Deon came back in, holding a glass of water wrapped in a paper towel, handed it to her.
“Thanks!” she said. Drank it off in one long swallow, handed it back. “More, please.”
He grinned and walked away, brought her another glass.
“You do this very well,” she said. “House broken and all. Who trained you?”
He laughed. “You’re a good one, girly.”
“Girly? I like that. I am surely girly.”
“Yes,” he said. “You surely are.”
“Do I get to stay, or are you the love em and leave em type?”
He thought about that. “You might use me again if you stay.”
“Oh, I’ll definitely use you. Use you right up.”
“Then of course you can stay. I’m never one to pass up a challenge.”
He eased back onto the bed, moved with an economy of motion that reminded Dee of James Coburn in The Magnificent Seven; he moved with an absolute economy, nothing wasted. And stillness. He had that in spades. In Dee’s experience, only really excellent athletes, and experienced killers, had that kind of stillness in repose.
He was a fine bedroom athlete, and she had no doubt that he was an experienced killer.
It was funny how her mind worked, she thought. She often had sex with her targets, as no one was more vulnerable than a fresh
ly fucked man who thought he had the upper hand all across the board. She relished the memory of some of the faces, when that soft contented or casually arrogant look of the satiated male morphed, for just an instant, into sheer terror as the realization of their death sank in. That’s why she liked the knife so much. Sudden sting, and they clapped their hand to the gaping mouth that appeared beneath their chin, and she ducked the arterial spray and watched with interest as the life faded out of them with their blood. Or sticking them was good -- penetration back. The truth was, she didn’t hate them; just mostly didn’t care one way or another. Shooting was fast and efficient, but she hadn’t brought one of her suppressed pistols with her. There was a Walther TPH with a Gemtech suppressor in her kit bag back at the hotel, but tonight she was going light. Only a Hideaway Knife tucked into the fold of her thong, which she had palmed before Deon got that far. He’d be a handful with just a knife, but then, Dee thrived on challenges.
But that wasn’t what was on her mind.
She liked this man.
She’d date him if she didn’t have to kill him. And she sure liked him better than Irina. She toyed, albeit briefly, with the thought of offering him a buy out. That wouldn’t be good for business, and she’d taught herself, God knows, how to be a businesswoman and stick to the plan instead of being swayed by what her pussy wanted. Or had it in it lately.
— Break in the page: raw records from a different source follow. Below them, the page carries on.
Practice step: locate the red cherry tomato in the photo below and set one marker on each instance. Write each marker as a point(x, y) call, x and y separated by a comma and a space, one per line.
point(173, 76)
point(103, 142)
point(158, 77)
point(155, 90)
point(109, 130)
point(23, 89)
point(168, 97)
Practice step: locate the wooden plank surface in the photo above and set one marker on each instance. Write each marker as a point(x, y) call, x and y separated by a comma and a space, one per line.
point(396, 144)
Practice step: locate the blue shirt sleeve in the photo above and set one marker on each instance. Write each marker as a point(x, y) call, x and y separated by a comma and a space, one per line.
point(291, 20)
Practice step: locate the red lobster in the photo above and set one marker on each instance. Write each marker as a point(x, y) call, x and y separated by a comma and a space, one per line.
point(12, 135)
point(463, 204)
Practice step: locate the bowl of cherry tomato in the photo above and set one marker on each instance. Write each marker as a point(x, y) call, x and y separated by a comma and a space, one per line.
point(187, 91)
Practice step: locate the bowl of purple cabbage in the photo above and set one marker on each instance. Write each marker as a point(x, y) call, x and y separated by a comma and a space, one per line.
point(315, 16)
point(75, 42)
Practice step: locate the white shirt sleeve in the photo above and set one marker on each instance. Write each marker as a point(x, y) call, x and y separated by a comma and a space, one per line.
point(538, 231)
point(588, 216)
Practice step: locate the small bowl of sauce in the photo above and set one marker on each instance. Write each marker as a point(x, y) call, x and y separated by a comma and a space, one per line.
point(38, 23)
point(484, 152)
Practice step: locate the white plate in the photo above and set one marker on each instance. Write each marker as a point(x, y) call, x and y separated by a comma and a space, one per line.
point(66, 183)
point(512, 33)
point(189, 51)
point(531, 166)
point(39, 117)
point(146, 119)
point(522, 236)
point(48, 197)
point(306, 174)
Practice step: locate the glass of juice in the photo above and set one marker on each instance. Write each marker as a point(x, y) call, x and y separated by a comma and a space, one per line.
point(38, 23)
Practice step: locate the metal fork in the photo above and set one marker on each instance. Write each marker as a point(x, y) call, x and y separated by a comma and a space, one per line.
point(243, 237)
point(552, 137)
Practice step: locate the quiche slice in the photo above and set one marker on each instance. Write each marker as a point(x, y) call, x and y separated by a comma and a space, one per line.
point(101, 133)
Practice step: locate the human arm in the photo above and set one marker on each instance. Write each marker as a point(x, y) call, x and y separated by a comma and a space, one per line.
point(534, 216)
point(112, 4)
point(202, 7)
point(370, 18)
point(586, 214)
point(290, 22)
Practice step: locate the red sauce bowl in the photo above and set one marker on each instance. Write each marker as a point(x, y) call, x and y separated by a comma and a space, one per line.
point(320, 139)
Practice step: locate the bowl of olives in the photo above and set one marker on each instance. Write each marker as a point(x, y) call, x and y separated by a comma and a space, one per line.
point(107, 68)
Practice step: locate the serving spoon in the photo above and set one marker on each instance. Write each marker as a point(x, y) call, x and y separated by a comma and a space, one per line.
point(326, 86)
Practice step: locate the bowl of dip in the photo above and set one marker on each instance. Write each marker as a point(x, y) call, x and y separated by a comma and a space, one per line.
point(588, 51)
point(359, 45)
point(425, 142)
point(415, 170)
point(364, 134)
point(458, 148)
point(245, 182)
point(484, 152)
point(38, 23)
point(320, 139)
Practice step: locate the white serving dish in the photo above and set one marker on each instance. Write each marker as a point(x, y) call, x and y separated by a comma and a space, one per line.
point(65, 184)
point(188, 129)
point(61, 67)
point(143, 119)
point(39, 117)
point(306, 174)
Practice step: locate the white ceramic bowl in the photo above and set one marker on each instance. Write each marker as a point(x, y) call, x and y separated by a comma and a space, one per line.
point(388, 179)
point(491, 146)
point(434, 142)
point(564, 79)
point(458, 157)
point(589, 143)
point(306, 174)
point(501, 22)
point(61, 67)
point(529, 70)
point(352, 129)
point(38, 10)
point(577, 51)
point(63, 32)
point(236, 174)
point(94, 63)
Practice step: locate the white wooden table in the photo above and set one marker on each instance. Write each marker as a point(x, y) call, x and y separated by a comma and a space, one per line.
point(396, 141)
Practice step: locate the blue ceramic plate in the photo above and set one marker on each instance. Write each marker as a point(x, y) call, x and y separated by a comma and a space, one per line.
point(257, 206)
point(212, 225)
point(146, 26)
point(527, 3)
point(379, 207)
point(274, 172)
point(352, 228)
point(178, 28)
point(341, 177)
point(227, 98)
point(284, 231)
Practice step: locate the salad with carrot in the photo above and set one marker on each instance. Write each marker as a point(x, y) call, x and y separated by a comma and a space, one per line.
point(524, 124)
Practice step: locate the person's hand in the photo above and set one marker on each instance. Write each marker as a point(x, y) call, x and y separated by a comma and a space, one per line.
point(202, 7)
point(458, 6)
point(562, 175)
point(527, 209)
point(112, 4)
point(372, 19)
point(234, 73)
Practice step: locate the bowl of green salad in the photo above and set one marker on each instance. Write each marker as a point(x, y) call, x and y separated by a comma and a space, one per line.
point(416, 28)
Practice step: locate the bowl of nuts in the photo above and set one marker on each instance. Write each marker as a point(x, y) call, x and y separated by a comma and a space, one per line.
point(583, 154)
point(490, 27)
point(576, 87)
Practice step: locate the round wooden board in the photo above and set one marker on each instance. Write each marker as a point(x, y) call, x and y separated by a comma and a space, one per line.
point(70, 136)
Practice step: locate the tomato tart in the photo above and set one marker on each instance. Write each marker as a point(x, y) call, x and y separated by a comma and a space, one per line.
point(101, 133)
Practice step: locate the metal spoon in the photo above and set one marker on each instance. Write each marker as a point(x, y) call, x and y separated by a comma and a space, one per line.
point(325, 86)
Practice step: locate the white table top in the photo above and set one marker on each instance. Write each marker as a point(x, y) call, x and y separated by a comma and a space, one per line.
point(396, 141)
So onto logistics. Pretty simple -- wait till he was out, cut his throat, step back and watch him bleed out. Go out to her car and get the crush proof can of gas out of the trunk, sprinkle liberally over the body, light and leave. That would take care of her DNA trace, not that she worried too much about it. While the TV shows made much of it, there still was no such thing as a nationwide database of DNA from unsolved murders, and her cover profile was such that she’d never get in the database. Well, never say never, but say it’s extremely unlikely.
Well, kill him now or kill him later?
That was the question.
She laughed, and he turned to look at her, questioning.
“Just girl think,” she said.
“So tell,” he said.
“I’m just wondering…your house doesn’t say much about you. Most people, they have things, personal things, that tell a little story, or a big one, about themselves. Your place, no offense, it could be anybody’s house. A guy’s for sure, but any guy’s. And you're not any guy. Do you just rent this place furnished or what?”